It looks like the expression has a discontinuity centered at \(x=1\) when \(N\rightarrow\infty\). This discontinuity corresponds to a phase change - the phase of relatively few links being open changes to the phase of almost all links being open.

Not quite little cupcake. It is true that \(exp(-\beta\epsilon)\) can never equal one, so we will never see a phase transition in the traditional solution to the zipper problem where \(G=1\). However, the expression \(x = Gexp(-\beta \epsilon)\) can equal one if G is large enough.

\[\begin{equation} Ge^{-\beta \epsilon} = 1 \end{equation}\] \[\begin{equation} G = e^{\beta \epsilon} \end{equation}\]

When the degeneracy of the system is equal to \(exp(\beta\epsilon)\), we will see a phase transition. Pretty neat.
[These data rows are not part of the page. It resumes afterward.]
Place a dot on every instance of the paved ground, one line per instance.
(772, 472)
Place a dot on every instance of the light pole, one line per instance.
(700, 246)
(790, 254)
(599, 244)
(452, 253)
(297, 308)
In the real world, we cannot control \(G\) or \(\epsilon\); they are fixed values for a given system. However, we can control the temperature of the heat bath \(T\). Thus, we can rearrange the equation above to get the temperature at which the phase transition occurs:

\[\begin{equation} G = e^{\beta \epsilon} = e^{\epsilon/kT} \end{equation}\] \[\begin{equation} ln(G) = \epsilon/kT \end{equation}\] \[\begin{equation} T = \frac{\epsilon}{k ln(G)} \end{equation}\]

Pretty snazzy.